Emphasize system efficiency (district-scale) as well as site efficiency (building-scale)

Municipal planning frameworks tend to focus on site-level efficiency and renewable energy (e.g., driving builders toward ‘net-zero’ or ‘net-zero ready’ building designs). Emphasizing system-efficiency, by setting performance targets and criteria on a district or a neighbourhood scale rather than on a building scale, can improve efficiency while accelerating implementation of renewable district heating systems or micro-grids at scale. These opportunities can be expedited by leveraging urban redevelopment opportunities – e.g., the Ottawa Zibi project. Master plans, secondary plans, and community improvement plans are all policy tools through which municipalities can drive system efficiency through district-scale renewable energy systems. These practices are often communicated as ‘low carbon districts’.

Think strategically: be a policymaker rather than a policytaker

Local planning policies rarely include a clear guiding strategy on the policy approach to renewables. The Town of Okotoks provides a commendable exception. The 2020 draft version of their Municipal Development Policy includes a clear vision statement, along with a series of principles and policies through which to execute that vision:

Okotoks is a leader in net zero carbon energy and encourages innovative solutions to carbon energy consumption in building design, energy sources. We develop partnerships to deliver renewable energy and all our energy comes from non-polluting, renewable sources. We eliminate fuel poverty while sharing information on energy education programs for individuals, companies, and institutions.

Town of Okotoks, Draft MDP

Follow through with changes to zoning by-laws

In many cases general policy positions and vision statements are not supported by specific provisions or by-laws that follow through on declared intentions. Notable exceptions in this regard include the following:

Green Zoning: The City of Saint John amended their municipal by-law to allow land outside of the “primary development area” (e.g., rural resource areas; parks and natural areas; heavy industrial areas) to be designated a ‘green energy zone’, subject to compliance to the conditions specified in the by-law. Conditions pertain to land access, setback distances, screening (aesthetics), the permit process including the need for a decommissioning plan, and other considerations. In these cases, green energy is not considered a permanent use. This approach may be applied to support district energy systems in development areas.

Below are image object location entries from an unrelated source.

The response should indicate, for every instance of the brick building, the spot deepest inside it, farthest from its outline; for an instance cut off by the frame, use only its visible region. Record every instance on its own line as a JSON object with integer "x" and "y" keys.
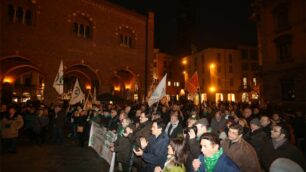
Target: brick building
{"x": 104, "y": 45}
{"x": 165, "y": 63}
{"x": 225, "y": 74}
{"x": 281, "y": 42}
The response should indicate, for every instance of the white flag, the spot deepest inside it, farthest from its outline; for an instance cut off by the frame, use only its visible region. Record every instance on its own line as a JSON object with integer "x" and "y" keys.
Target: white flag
{"x": 58, "y": 83}
{"x": 77, "y": 94}
{"x": 94, "y": 98}
{"x": 159, "y": 92}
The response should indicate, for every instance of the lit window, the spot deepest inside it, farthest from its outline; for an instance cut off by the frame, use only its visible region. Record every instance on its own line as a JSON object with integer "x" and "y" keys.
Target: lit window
{"x": 219, "y": 97}
{"x": 126, "y": 37}
{"x": 231, "y": 97}
{"x": 254, "y": 81}
{"x": 82, "y": 27}
{"x": 245, "y": 82}
{"x": 19, "y": 15}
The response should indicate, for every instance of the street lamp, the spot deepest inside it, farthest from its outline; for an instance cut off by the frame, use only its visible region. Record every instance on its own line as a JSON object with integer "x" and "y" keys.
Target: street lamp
{"x": 88, "y": 87}
{"x": 212, "y": 66}
{"x": 212, "y": 89}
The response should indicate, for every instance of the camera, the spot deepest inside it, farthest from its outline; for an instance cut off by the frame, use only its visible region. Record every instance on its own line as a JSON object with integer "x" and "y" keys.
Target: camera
{"x": 194, "y": 128}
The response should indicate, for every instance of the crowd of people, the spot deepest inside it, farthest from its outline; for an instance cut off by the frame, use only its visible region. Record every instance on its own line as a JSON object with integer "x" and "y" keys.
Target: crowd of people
{"x": 174, "y": 137}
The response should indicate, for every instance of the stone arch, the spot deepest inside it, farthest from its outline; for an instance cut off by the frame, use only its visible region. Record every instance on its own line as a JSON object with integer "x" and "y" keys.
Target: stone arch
{"x": 19, "y": 75}
{"x": 86, "y": 74}
{"x": 124, "y": 82}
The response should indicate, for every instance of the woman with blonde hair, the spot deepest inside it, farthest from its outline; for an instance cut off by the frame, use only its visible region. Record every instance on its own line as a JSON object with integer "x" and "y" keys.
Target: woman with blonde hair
{"x": 177, "y": 155}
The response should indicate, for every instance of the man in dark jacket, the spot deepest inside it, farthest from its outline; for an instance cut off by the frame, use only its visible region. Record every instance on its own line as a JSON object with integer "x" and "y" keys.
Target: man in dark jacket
{"x": 143, "y": 130}
{"x": 279, "y": 147}
{"x": 240, "y": 151}
{"x": 257, "y": 137}
{"x": 154, "y": 152}
{"x": 266, "y": 125}
{"x": 174, "y": 128}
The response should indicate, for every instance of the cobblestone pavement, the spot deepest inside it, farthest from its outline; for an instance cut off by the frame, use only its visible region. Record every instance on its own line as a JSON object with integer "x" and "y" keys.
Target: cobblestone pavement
{"x": 68, "y": 157}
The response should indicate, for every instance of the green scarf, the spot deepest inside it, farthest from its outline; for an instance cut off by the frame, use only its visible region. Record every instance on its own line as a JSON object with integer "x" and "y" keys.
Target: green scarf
{"x": 210, "y": 162}
{"x": 120, "y": 131}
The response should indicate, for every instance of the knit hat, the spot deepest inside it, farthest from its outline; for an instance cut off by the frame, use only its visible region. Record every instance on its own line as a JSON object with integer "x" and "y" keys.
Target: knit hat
{"x": 255, "y": 121}
{"x": 285, "y": 165}
{"x": 131, "y": 126}
{"x": 202, "y": 121}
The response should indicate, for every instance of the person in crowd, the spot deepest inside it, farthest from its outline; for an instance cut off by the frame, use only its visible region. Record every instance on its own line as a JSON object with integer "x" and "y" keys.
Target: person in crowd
{"x": 58, "y": 120}
{"x": 11, "y": 124}
{"x": 285, "y": 165}
{"x": 154, "y": 151}
{"x": 165, "y": 114}
{"x": 276, "y": 119}
{"x": 29, "y": 118}
{"x": 177, "y": 155}
{"x": 40, "y": 126}
{"x": 143, "y": 130}
{"x": 266, "y": 125}
{"x": 240, "y": 151}
{"x": 193, "y": 141}
{"x": 246, "y": 128}
{"x": 257, "y": 136}
{"x": 279, "y": 147}
{"x": 123, "y": 146}
{"x": 174, "y": 128}
{"x": 247, "y": 114}
{"x": 218, "y": 123}
{"x": 81, "y": 121}
{"x": 155, "y": 115}
{"x": 212, "y": 158}
{"x": 114, "y": 121}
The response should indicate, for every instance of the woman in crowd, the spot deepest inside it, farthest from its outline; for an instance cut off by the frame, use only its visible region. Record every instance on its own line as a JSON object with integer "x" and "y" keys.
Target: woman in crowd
{"x": 212, "y": 158}
{"x": 177, "y": 155}
{"x": 11, "y": 123}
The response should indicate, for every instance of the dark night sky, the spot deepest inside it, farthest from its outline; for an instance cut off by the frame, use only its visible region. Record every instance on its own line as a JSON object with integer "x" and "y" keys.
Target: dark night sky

Green Development Standards: The Town of Whitby and the City of Toronto have amended their development charge by-law to provide rebates to those developers who exceed the minimum standard on new builds. The standard considers site design features and building features that reduce urban heat island, enable site-level or district renewable energy; and maximize energy efficiency and GHG reductions. What is considered ‘basic standard’ on each of these dimensions increases over time, ensuring continued innovation while phasing-in best practices.

Perhaps the most important feature of these policy tools is that they are directional rather than specific – i.e., they are flexible regulations. Flexibility has been noted to drive many innovative low-carbon developments (see McVey et al., 2017).

Consider special designations and temporary uses for solar farms

A solar farm is not a permanent land-use which provides opportunities for development: e.g., land zoned for development in the next 25-30 years, without a near-term development plan; land-fill sites that have been capped and are undergoing extensive monitoring before conversion to a greenspace (i.e., a transition strategy that goes from brownfield to brightfield to greenfield).